En su confrontación hay
conceptos que entrar a jugar pero en el que no caben las diferencias: de lo que
es lo público, de lo que es ser adolescente, de lo que es hacer lo correcto. En
el orden discursivo que construye, Feinmman emprende día a día una batalla
ideológica. Pero cabría agregar que esos conceptos son afectos y efectos:
posiciones del sujeto, decisiones políticas y estrategias de acción. Para
Feinmann estas se cierran en el orden y funcionamiento. Para él, como para
muchos funcionarios.
Una primera conclusión.
Esta forma de ejercer el periodismo vulnera los derechos de los jóvenes que
Feinmann estigmatiza, ya sea porque luchan por la educación pública y de
calidad, porque tienen contacto con las drogas o porque tienen conflictos con
la ley… En este sentido, hay que ser
claros y precisos sobre ese efecto para denunciarlo.
Segunda conclusión,
vinculada con la anterior, el odio que ejerce Feinmann se funda en sostener un
reparto desigual, en seguir abonando una sociedad de los pocos. Aunque en sus
programas se muestra como un repartidor equitativo de la palabra, él siempre
tiene la última palabra que cierra sentidos, que sostiene la separación y el
castigo “anti-pibe”. En este sentido no parece lo mejor decir que para odiar
hay que querer. El odio es, en esta posición, un paso necesario para sanear la
sociedad.
Quizá sea preferible tomar
a Feinmann no como un representante de un pensamiento “de derecha” -esa es la
salida más fácil, menos conflictiva, apacible y tranquilizadora para aquellos
que no son derecha como él-, sino como sujeto que con su agencia conecta con
las agencias de otros que ocupan diferentes posiciones para arriba, para abajo
y para sus costados también. Y ahí está el problema –político-: cuando un
discurso mediático no organiza la realidad y el mundo por entero sino que se
inserta –ocupando un espacio fundamental en la construcción de imaginarios- con
otros discursos sociales que también estigmatizan, también criminalizan,
también castigan, también producen separación y odio.

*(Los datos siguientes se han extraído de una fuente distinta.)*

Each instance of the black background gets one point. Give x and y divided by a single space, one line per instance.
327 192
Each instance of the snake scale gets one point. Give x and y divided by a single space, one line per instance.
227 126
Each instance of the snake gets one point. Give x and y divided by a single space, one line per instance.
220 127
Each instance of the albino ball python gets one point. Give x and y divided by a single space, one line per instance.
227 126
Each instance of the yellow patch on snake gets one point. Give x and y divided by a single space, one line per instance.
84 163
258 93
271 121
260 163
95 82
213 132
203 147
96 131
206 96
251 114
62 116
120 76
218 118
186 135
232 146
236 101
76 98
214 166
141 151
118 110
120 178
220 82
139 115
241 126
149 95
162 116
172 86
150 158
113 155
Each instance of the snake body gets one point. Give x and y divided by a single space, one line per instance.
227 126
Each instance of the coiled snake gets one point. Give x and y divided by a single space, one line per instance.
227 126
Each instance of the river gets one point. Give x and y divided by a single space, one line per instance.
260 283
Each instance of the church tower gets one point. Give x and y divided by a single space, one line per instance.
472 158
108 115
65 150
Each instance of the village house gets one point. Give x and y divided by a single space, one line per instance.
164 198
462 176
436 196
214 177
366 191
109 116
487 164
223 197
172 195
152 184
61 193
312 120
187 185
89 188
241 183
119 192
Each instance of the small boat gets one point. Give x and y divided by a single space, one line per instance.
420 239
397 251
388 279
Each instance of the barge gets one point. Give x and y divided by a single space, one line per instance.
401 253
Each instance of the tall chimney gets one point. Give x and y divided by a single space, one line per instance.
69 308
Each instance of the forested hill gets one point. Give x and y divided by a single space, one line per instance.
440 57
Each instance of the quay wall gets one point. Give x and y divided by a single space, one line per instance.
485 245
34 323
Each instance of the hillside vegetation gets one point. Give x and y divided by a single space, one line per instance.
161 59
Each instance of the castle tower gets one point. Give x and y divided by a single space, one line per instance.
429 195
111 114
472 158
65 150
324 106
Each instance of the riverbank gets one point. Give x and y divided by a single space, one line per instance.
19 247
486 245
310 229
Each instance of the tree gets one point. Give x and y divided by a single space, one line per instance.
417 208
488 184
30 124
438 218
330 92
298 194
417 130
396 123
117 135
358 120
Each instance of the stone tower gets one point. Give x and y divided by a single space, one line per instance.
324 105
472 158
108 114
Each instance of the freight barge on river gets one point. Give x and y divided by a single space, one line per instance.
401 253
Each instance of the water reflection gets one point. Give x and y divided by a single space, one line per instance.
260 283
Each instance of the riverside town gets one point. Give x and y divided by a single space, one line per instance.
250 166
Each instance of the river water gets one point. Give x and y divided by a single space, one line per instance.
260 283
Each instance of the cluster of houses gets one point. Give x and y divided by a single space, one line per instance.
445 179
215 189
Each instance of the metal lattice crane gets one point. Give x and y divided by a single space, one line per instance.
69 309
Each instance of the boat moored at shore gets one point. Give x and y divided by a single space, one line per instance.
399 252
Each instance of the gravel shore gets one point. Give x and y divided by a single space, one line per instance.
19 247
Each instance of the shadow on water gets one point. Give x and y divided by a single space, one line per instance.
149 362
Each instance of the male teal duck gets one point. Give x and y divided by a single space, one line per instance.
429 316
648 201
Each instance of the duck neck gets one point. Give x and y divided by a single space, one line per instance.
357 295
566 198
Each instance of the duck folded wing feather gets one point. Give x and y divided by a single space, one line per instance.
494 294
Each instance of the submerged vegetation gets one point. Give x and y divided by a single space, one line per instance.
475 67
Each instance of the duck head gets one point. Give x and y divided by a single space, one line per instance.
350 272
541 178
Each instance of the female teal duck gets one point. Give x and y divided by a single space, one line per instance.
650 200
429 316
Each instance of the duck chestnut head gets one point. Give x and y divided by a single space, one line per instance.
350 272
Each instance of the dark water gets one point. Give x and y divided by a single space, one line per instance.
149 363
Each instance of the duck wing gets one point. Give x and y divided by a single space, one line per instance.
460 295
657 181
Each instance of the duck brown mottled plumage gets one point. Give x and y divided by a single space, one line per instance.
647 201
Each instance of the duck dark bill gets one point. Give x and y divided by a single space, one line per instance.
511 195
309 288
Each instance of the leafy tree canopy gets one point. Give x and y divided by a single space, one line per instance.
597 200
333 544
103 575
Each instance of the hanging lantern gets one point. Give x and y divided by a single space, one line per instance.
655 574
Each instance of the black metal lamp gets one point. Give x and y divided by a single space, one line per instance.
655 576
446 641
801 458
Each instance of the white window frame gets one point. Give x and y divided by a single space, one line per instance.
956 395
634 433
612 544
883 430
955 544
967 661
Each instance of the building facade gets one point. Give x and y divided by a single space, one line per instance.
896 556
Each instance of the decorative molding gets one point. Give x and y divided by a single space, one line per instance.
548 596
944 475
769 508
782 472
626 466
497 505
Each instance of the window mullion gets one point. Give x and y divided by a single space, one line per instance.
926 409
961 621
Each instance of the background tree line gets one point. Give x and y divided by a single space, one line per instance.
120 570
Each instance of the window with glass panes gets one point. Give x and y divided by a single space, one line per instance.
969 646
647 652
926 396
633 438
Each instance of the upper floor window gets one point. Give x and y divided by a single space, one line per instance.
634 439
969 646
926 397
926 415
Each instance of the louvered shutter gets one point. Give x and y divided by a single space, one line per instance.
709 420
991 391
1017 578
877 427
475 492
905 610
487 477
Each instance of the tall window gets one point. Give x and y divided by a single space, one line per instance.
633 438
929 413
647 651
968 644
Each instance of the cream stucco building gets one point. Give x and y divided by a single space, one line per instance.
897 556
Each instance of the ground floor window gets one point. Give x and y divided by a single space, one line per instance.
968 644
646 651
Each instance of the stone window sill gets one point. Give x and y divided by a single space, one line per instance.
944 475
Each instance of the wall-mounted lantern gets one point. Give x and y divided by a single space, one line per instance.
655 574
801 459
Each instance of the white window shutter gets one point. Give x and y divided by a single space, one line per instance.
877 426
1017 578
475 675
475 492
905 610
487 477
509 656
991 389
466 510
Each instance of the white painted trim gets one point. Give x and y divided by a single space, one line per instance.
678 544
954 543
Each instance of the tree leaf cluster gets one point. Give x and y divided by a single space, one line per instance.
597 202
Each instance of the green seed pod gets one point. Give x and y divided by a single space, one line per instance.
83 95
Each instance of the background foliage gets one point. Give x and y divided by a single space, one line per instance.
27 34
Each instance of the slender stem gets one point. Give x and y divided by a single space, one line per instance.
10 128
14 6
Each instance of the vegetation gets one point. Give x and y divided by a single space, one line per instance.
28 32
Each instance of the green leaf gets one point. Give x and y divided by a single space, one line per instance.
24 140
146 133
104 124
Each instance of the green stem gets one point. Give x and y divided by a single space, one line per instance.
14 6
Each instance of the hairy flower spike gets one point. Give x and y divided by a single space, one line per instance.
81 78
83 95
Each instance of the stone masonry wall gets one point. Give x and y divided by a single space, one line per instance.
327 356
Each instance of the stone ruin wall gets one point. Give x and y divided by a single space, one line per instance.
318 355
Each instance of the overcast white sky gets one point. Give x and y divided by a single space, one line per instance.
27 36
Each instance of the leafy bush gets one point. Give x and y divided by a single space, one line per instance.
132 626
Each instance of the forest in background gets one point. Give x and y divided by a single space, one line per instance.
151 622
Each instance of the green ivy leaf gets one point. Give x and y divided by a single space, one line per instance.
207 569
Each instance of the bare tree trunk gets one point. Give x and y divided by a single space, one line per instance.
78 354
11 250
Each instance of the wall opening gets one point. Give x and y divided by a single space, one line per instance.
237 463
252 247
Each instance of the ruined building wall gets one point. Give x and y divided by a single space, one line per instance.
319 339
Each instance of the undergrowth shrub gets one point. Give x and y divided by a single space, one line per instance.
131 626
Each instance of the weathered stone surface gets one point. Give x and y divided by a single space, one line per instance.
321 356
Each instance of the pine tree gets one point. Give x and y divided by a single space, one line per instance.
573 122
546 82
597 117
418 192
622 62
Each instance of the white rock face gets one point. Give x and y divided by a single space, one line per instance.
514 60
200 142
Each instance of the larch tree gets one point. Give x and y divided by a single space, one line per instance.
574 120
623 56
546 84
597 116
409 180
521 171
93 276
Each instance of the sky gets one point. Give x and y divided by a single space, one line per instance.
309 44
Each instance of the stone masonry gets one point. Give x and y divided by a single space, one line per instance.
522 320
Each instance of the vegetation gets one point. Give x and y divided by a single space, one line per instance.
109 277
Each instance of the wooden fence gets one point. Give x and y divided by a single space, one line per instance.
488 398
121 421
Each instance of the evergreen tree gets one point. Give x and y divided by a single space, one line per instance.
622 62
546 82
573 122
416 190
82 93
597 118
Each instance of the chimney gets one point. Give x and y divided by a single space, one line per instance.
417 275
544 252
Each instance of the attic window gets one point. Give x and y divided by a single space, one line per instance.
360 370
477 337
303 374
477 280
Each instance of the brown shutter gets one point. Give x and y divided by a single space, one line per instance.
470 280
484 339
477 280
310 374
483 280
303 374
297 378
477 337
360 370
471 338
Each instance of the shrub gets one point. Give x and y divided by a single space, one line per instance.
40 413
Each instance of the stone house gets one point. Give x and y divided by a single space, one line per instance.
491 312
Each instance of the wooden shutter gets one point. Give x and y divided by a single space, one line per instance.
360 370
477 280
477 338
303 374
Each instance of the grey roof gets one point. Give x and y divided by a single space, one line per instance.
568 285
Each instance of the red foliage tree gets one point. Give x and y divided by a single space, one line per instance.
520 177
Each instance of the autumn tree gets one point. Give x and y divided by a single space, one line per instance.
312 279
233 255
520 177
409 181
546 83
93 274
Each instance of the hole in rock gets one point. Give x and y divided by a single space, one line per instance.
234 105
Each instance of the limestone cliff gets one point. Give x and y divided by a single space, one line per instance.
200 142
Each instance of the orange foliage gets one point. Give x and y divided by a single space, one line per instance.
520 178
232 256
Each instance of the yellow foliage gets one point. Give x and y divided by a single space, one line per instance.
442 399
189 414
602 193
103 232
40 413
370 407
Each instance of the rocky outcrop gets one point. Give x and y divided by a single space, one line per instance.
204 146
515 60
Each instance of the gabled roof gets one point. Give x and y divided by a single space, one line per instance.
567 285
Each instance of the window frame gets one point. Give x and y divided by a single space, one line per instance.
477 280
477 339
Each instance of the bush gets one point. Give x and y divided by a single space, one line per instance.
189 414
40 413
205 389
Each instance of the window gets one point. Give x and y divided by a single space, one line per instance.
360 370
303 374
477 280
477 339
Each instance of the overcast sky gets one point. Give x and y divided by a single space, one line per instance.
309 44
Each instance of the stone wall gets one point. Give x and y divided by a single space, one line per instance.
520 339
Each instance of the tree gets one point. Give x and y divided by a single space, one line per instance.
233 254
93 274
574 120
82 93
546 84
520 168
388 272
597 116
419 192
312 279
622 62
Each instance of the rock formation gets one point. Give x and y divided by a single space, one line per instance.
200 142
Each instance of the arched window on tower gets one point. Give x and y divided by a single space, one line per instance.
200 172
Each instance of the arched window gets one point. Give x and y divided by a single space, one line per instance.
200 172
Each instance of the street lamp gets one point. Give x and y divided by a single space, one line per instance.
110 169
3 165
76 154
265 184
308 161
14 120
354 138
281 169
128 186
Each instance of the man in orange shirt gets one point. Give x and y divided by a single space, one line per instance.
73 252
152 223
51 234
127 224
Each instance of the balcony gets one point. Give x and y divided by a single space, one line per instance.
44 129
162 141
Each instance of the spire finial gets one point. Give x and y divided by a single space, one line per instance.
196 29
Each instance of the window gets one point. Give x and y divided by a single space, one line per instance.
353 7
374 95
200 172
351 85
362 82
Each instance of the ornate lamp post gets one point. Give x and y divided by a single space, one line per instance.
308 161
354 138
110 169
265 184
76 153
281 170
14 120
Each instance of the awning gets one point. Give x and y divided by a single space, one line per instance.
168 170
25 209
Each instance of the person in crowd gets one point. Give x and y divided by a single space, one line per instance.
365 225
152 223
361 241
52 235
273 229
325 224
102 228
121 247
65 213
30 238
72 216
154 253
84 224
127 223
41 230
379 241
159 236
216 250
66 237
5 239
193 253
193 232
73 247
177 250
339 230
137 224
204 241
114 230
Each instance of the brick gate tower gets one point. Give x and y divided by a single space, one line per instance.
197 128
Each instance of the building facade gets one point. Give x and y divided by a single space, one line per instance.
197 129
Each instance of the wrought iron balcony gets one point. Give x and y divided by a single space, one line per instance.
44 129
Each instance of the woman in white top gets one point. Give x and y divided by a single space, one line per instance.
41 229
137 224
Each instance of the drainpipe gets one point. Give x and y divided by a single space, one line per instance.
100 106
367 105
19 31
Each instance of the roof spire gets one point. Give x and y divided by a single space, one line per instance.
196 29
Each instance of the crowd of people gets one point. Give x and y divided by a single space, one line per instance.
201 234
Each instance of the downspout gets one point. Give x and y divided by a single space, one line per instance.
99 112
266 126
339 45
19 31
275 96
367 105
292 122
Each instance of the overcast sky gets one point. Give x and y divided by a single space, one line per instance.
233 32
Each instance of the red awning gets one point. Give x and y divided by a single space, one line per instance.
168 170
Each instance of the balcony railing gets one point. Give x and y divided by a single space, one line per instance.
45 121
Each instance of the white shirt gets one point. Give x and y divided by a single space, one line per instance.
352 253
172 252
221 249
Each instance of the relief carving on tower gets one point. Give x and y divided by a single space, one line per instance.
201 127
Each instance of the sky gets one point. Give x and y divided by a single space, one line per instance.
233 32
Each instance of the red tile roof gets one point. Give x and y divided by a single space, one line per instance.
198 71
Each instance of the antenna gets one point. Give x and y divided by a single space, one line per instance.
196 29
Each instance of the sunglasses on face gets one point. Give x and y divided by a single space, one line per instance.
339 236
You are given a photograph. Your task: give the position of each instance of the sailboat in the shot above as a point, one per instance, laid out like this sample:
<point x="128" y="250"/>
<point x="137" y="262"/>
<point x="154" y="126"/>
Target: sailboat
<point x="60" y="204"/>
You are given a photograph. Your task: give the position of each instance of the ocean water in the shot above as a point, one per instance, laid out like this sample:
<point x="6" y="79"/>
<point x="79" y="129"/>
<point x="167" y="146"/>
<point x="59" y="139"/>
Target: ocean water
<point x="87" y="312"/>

¿Acaso eso no pasa también
con el “discurso jurídico”? ¿No es también esa la propuesta del gobernador
Scioli y su nuevo ministro de seguridad Granados para “mejorar el espacio
público”, con más “patrulleros y cámaras de seguridad”? ¿No se conecta con la
acción de desplegar gendarmes por las calles
para “combatir la inseguridad”, propuesta por el Secretario de Seguridad
de la Nación Berni? Acaso el fogoneo que muchos medios realizan sobre los
reclamos por la inseguridad que llevan adelante varios sectores sociales ¿no se
enlaza con ciertos sentidos previos, que se actualizan a cada rato? Estas
demandas de control y castigo se encuentran en formas sutiles y en formas nada
sutiles, brutales como lo hace Feinmann.
No es un juego de qué va
primero, si el discurso mediático u otro discurso o cuál tiene más poder, sino
de comprender la complejidad que existe cuando distintos discursos, sujetos y
acciones que ocupan lugares diferentes en las fabricación de sentidos sociales,
se enlazan para pedir más policía y, por lo tanto, menos política.